Frank J. Wilstach, comp. A Dictionary of Similes. 1916.

Genius

Genius, like Shakespeare’s toad, may be out at the elbows and down at the heels, yet still wears a precious jewel in its head.
—Hilary Bell

Men ov genius are like eagles, tha live on what tha kill, while men ov talents are like crows, tha live on what haz bin killed for them.
—Josh Billings

Early genius, like early cabbage, does not head well.
—Josh Billings

Genius, like humanity, rusts for want of use.
—William Hazlitt

The advent of genius is like what the florists style the breaking of a seedling tulip into what we may call high-caste colors…. It is a surprise—there is nothing to account for it.
—Oliver Wendell Holmes

The richest genius, like the most fertile soil, when uncultivated, shoots up into the rankest weeds; and instead of vines and olives for the pleasure and use of man, produces to its slothful owner the most abundant crop of poisons.
—David Hume

The mind contemplates genius through the shades of age, as the eye surveys through artificial capacity.
—Dr.
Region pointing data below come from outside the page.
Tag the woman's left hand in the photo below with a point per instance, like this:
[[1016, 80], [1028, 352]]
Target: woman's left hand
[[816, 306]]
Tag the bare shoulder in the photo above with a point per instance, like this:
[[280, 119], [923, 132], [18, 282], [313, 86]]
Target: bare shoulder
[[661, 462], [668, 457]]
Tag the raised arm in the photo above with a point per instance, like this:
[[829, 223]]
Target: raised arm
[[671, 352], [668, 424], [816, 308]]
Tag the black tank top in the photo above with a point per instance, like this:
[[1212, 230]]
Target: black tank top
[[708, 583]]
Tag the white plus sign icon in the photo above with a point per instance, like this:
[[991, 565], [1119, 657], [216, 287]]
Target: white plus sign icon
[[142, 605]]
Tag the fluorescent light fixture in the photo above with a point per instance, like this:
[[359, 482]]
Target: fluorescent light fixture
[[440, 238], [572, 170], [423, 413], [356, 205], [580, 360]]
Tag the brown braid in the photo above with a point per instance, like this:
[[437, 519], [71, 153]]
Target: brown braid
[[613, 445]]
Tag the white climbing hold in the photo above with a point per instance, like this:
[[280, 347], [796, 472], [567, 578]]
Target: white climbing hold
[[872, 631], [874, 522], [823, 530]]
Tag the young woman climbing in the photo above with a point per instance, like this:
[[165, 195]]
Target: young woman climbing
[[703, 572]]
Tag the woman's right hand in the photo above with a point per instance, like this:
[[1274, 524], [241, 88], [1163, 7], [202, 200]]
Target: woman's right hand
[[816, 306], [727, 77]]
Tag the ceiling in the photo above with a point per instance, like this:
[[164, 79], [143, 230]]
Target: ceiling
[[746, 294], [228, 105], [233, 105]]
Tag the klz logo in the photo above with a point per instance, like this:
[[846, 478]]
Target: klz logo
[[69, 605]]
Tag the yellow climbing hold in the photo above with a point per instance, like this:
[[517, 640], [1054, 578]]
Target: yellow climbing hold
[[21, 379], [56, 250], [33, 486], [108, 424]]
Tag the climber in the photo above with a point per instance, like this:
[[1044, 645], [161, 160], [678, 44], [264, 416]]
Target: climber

Samuel Johnson

Genius, like a torch, shines less in the broad daylight of the present than in the light of the past.
—J. Petit-Senn

Genius is the alarm-clock of sleeping centuries.
—John Paul Richter

Genius, like fire, is a good servant, but a terrible master.
—Lydia Huntley Sigourney

Genius as with fashion: all those are displeased at it, who are not able to follow it.